Councilor Neitzert in his bizarre attempt to swat down councilors Stehly and Starr for their resolution to make sure the Events Center Campus Book Club meetings remain open, he offered an amendment praising the mayor and the group for deciding to OPEN their meetings, at last night’s city council meeting.
Huh?
First off, the meetings should not have been closed to begin with, if any amendment should have been offered it should have been for censuring the administration for closing the meetings. Even councilor Brekke said that state open meeting laws are a bare minimum of what should be open, or as she said a ‘Starting point’. Local government should go above and beyond those standards.
Neitzert’s amendment was obviously offered to try to make Starr and Stehly’s resolution irrelevant. Councilor Soehl who attends the meetings said that they really haven’t decided how the open meetings will be conducted yet because they are uncertain how they will take public input.
Huh?
State law requires public input at all open meetings, so there is no debate on how you will ‘take public input’. It’s just a matter of when, which most likely be at the end of the meeting.

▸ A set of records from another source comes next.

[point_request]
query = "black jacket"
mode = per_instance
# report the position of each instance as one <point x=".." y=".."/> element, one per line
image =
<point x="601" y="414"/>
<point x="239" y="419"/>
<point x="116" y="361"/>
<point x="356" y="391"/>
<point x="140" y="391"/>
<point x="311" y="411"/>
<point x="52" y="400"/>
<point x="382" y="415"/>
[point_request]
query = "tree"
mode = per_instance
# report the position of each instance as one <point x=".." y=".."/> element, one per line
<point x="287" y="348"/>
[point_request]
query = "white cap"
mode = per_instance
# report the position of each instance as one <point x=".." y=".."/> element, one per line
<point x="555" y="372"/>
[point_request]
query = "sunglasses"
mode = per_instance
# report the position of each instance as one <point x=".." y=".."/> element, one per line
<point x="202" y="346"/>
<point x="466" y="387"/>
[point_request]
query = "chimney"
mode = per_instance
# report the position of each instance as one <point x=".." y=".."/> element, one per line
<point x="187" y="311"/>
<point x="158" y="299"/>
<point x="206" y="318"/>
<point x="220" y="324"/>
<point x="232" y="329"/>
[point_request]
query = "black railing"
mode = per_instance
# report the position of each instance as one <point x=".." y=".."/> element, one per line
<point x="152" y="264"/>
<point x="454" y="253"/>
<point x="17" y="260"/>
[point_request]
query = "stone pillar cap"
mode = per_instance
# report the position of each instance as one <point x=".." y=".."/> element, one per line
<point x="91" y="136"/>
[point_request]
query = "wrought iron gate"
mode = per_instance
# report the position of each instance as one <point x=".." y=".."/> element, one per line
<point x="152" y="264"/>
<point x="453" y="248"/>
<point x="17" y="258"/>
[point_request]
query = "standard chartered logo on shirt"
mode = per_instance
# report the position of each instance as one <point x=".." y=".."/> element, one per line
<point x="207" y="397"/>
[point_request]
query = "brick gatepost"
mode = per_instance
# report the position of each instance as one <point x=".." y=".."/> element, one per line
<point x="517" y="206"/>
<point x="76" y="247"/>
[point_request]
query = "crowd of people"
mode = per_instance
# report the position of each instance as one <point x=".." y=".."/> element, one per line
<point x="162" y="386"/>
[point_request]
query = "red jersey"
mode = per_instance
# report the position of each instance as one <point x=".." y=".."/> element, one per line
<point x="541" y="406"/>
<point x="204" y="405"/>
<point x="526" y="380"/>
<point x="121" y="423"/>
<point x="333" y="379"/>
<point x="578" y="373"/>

Stehly and Starr gladly supported Neitzert’s amendment in the end (they knew they had to, to get it to pass, which it did).

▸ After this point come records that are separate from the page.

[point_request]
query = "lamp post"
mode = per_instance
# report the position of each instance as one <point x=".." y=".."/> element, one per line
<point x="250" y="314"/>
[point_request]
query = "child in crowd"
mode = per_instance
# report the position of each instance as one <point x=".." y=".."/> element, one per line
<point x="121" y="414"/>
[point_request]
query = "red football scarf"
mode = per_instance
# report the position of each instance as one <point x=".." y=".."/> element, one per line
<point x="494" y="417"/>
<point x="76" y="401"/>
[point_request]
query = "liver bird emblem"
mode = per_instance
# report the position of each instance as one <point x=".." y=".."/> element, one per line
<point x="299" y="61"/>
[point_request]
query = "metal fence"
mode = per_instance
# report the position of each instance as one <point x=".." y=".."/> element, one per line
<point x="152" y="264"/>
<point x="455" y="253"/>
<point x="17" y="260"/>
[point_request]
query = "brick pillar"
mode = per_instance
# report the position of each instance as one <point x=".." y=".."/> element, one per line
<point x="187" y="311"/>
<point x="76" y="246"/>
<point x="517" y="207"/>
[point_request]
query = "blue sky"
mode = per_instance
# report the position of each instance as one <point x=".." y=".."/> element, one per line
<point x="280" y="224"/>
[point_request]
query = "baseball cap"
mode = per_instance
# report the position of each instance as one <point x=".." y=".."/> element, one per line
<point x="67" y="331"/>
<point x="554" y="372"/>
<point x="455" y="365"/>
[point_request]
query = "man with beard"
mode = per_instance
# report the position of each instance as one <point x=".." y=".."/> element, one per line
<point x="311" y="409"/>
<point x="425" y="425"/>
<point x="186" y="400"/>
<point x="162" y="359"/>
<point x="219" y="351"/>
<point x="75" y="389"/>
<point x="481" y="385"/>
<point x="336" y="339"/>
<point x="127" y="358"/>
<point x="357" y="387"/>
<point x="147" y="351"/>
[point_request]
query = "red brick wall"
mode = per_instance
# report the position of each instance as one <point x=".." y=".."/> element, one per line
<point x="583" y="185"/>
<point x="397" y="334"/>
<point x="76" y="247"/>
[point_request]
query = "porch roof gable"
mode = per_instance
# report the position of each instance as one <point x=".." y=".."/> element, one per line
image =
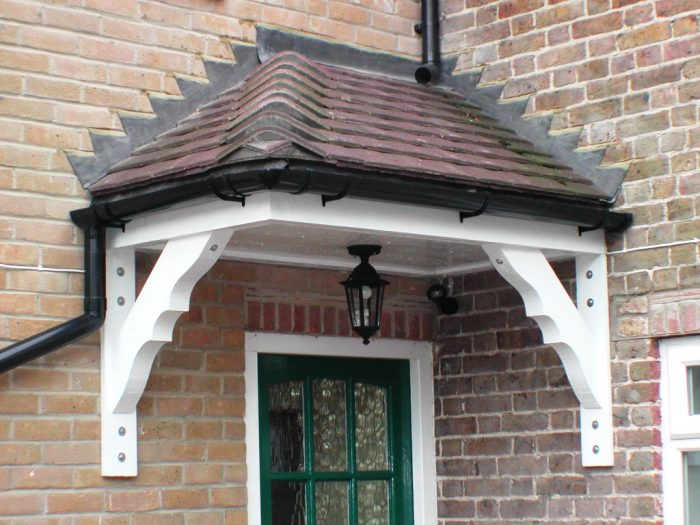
<point x="293" y="111"/>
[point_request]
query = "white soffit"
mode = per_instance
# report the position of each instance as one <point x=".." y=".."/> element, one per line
<point x="425" y="251"/>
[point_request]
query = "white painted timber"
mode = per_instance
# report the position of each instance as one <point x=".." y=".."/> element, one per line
<point x="119" y="431"/>
<point x="415" y="222"/>
<point x="597" y="446"/>
<point x="136" y="329"/>
<point x="579" y="335"/>
<point x="419" y="355"/>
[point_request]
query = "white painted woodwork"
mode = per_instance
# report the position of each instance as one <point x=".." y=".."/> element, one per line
<point x="371" y="217"/>
<point x="579" y="335"/>
<point x="681" y="353"/>
<point x="136" y="329"/>
<point x="680" y="432"/>
<point x="419" y="355"/>
<point x="119" y="431"/>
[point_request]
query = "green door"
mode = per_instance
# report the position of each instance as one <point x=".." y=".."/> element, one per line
<point x="335" y="441"/>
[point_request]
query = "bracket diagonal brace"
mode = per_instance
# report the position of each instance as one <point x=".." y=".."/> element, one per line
<point x="135" y="329"/>
<point x="580" y="335"/>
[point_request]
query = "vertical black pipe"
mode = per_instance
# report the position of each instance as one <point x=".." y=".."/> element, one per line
<point x="429" y="70"/>
<point x="94" y="304"/>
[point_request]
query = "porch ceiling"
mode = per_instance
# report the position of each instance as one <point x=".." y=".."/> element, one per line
<point x="324" y="247"/>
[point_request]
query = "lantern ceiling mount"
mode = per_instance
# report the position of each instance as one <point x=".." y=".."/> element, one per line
<point x="364" y="290"/>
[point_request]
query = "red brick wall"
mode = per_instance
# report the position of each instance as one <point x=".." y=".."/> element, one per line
<point x="191" y="430"/>
<point x="507" y="433"/>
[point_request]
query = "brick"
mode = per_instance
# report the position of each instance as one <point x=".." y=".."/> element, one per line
<point x="674" y="7"/>
<point x="559" y="14"/>
<point x="597" y="25"/>
<point x="559" y="99"/>
<point x="644" y="36"/>
<point x="133" y="501"/>
<point x="70" y="502"/>
<point x="22" y="504"/>
<point x="512" y="8"/>
<point x="561" y="56"/>
<point x="524" y="44"/>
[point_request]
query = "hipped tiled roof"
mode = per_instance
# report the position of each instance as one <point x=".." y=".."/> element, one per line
<point x="295" y="109"/>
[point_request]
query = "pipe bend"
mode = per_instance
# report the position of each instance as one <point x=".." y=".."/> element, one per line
<point x="427" y="72"/>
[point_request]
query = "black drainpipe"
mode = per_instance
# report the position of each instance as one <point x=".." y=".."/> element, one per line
<point x="54" y="338"/>
<point x="429" y="29"/>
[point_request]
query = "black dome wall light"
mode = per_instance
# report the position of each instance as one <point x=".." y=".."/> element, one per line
<point x="364" y="289"/>
<point x="438" y="294"/>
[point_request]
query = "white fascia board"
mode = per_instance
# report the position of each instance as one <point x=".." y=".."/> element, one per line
<point x="411" y="221"/>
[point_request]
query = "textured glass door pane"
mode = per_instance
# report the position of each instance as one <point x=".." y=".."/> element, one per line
<point x="694" y="390"/>
<point x="288" y="503"/>
<point x="330" y="429"/>
<point x="286" y="426"/>
<point x="331" y="503"/>
<point x="692" y="487"/>
<point x="370" y="427"/>
<point x="372" y="503"/>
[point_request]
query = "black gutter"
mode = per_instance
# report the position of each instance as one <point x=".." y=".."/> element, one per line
<point x="307" y="177"/>
<point x="94" y="305"/>
<point x="429" y="29"/>
<point x="295" y="178"/>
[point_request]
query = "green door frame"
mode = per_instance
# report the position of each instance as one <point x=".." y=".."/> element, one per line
<point x="420" y="356"/>
<point x="394" y="375"/>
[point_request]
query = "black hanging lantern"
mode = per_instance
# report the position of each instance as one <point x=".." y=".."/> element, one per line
<point x="364" y="289"/>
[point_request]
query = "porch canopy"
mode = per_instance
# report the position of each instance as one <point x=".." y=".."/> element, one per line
<point x="302" y="159"/>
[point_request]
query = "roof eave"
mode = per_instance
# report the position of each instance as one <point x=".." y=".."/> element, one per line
<point x="306" y="177"/>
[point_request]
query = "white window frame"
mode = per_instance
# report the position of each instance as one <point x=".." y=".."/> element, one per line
<point x="680" y="431"/>
<point x="418" y="353"/>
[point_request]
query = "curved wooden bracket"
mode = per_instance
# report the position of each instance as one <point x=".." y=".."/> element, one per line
<point x="136" y="329"/>
<point x="580" y="335"/>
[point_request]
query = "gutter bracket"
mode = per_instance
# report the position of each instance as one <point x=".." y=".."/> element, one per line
<point x="578" y="332"/>
<point x="469" y="214"/>
<point x="330" y="198"/>
<point x="136" y="328"/>
<point x="234" y="196"/>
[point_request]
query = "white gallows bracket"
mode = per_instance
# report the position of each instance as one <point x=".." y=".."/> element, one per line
<point x="580" y="335"/>
<point x="135" y="329"/>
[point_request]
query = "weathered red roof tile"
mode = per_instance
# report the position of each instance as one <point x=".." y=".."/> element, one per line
<point x="292" y="107"/>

Some councilors feared that this would set a precedent on how these kind of task forces would operate, I think that is a good precedent, not bad.
OPEN = Good, CLOSED = Bad.
Neitzert also bragged about how the annexation meetings were held at Carnegie with ample public input. Remember, that was NOT the original intent and after Councilor Stehly, the public and ‘the blog’ complained that the meetings were going to be held in the middle of the afternoon at the DT library where people had to feed meters that quickly got changed after several property owners complained about the meeting situation. Maybe we should ‘commend’ the annexation task force for changing those meetings also. LOL.